4 Speaking and listening in science

Students learning any new language need a chance to practice speaking it and listening to it. This is also true when your students are learning the language of science.

Case Study 2: Key word conversations

Mrs Gupta recounts a lesson where her students played a speaking and listening game using key words.

My classroom is a very quiet place. I am very proud of this. One day there was a big disturbance coming from the classroom down the corridor. I went in to complain because I could not hear myself speak. I was quite shocked at what I saw – but not in a bad way. Teacher Padam explained what he was doing and why. I liked what I saw so much that I plan to try this idea out very soon with my own students. This is what he told me:

Mrs Gupta, I need to make sure that all my students have the chance to practise using the key words in conversations in the classroom. I think this will help them to understand the scientific ideas better.

I thought of a game that we can play for five minutes at the end of each lesson, which is what you seeing now. I give a definition of a key word and ask for a volunteer to tell me what the word is. Each time, the person who guesses the word has to provide a definition for another one. It also works well the other way round. One student chooses a word and they nominate someone else to give a definition.

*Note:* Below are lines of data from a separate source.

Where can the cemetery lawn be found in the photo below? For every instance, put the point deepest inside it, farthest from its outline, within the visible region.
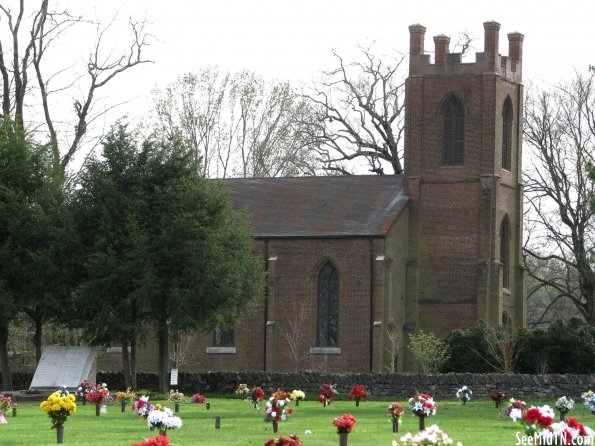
(474, 424)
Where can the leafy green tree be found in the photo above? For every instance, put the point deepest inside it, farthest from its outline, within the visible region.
(469, 350)
(30, 230)
(566, 346)
(162, 245)
(431, 351)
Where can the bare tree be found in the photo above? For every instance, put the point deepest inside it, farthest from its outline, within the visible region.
(238, 125)
(393, 345)
(30, 41)
(502, 346)
(358, 115)
(544, 303)
(295, 335)
(181, 352)
(560, 132)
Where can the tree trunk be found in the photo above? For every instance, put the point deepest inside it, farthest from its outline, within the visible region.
(590, 317)
(133, 338)
(37, 339)
(133, 362)
(125, 361)
(163, 342)
(4, 367)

It means that all my students have the opportunity to hear and use the key words.

One of my students, Sanjay, suggested an alternative, which is also good fun. Write all the words on separate pieces of paper and put them in a bowl. Invite someone to pick a word from the bowl. The other students have to ask them questions to try and guess which word they had picked, but they can only answer ‘yes’ or ‘no’.

There are many other word games that you could play with your students. The unit on ‘Using games’ has more ideas. Games can be very motivating and give students the opportunity to learn. Often they do not realise that they are learning as it is good fun. Word games provide a good opportunity for students to talk about science. This will help their understanding. You can find more information in Resource 2, 'Talk for learning'.

Figure 1 Working together to label a complex diagram is a good way of giving your students the opportunity to practice new words and check that they know what they mean.

If your students are finding it difficult to pronounce scientific words, you could always encourage them to practise and record themselves on a mobile phone. They could listen to each other's recording and provide feedback.